A major acute hospital in the East of England and its main commissioner are to go to mediation after being unable to sign a contract for this financial year.
NHS Norfolk and Waveney has asked the Centre for Effective Dispute Resolution to step in after it could not reach agreement with Norfolk and Norwich University Hospitals Foundation Trust over two elements of the proposed contract.
At issue are how quickly the trust can start to achieve an 18 week referral to treatment time for orthopaedic patients and how it should be penalised for missing this. There is also disagreement about what penalties the hospital should face when ambulance turnaround is delayed.
The primary care trust cluster’s board papers reveal it and the trust had been in dispute over when the 18 week standard should be reached.

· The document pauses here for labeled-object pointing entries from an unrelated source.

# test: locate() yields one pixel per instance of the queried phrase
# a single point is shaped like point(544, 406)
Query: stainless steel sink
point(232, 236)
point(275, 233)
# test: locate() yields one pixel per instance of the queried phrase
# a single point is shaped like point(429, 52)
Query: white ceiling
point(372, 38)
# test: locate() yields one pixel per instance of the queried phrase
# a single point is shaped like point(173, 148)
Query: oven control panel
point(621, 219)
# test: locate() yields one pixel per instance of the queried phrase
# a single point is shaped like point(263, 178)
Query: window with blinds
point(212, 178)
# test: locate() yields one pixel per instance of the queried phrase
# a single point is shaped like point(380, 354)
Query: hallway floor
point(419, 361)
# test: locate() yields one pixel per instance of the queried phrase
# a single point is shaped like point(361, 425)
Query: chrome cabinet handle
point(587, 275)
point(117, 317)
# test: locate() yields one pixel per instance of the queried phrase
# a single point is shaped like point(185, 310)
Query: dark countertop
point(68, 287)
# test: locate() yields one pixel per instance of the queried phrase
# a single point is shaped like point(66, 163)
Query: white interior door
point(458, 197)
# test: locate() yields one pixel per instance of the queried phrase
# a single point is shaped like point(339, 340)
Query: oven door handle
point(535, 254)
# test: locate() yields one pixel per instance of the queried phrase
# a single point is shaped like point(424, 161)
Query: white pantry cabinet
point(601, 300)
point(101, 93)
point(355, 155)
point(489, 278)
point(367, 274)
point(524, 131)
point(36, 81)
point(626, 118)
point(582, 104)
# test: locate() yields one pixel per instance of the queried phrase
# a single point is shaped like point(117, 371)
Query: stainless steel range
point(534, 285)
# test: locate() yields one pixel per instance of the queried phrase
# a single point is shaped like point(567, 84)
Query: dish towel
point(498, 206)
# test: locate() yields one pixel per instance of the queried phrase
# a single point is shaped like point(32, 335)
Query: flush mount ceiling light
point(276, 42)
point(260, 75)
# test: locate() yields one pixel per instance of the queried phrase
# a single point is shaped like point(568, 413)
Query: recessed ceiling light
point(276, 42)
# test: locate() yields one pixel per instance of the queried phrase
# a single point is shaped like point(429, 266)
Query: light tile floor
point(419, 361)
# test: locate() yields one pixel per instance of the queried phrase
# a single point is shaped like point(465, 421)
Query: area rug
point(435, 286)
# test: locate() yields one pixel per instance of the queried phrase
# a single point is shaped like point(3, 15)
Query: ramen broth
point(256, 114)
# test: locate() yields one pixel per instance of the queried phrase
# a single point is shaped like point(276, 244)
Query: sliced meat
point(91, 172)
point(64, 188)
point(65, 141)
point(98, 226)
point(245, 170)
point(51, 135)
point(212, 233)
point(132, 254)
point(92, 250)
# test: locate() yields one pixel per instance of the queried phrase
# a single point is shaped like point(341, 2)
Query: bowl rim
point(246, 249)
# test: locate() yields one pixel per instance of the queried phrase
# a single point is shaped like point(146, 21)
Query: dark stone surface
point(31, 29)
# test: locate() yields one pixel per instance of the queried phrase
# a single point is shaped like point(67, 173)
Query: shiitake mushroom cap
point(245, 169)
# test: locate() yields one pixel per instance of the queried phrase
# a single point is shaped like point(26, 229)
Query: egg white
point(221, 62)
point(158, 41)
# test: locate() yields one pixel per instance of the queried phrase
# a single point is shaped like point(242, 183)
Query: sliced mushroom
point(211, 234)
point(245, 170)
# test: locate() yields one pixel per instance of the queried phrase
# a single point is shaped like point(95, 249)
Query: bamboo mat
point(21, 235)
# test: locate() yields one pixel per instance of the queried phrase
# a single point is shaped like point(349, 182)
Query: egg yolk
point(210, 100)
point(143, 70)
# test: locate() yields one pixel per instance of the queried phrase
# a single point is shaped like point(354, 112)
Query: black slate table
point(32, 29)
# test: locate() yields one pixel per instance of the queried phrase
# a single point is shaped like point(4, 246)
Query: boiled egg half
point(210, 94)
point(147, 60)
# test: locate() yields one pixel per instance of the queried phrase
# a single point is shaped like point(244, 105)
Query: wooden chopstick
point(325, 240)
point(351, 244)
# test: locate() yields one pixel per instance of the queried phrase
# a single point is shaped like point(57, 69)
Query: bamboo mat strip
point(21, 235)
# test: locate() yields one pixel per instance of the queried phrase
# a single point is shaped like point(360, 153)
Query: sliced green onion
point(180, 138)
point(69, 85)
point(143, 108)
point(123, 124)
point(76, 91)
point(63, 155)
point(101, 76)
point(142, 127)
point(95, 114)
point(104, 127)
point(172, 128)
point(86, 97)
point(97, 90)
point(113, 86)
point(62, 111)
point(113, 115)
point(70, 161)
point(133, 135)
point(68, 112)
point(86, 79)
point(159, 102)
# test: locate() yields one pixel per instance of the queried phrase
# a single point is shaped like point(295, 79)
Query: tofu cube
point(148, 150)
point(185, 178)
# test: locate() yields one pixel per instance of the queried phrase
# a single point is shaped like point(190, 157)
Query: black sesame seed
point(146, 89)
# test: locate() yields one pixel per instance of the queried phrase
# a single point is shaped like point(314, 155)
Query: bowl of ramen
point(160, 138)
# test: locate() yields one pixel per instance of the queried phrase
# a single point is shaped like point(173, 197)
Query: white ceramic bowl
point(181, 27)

Norfolk and Norwich originally suggested the end of February 2013, with penalties then only applying if it failed to meet the standard for two consecutive months. The cluster rejected this.
The trust then offered achievement by the end of December this year but with penalties still not being applied until it had failed to meet the target for two successive months. This was also rejected.
The dispute over ambulance turnaround times occurs with under half of the ambulances being released within 15 minutes over the last two months.
The trust, cluster and ambulance service have discussed a tripartite agreement setting a target of 80 per cent being released within 15 minutes with penalties of £70 per hour for waits over 15 minutes. However, the trust rejected penalties for failure to meet the 80 per cent target.
The date and cost of mediation are not yet known.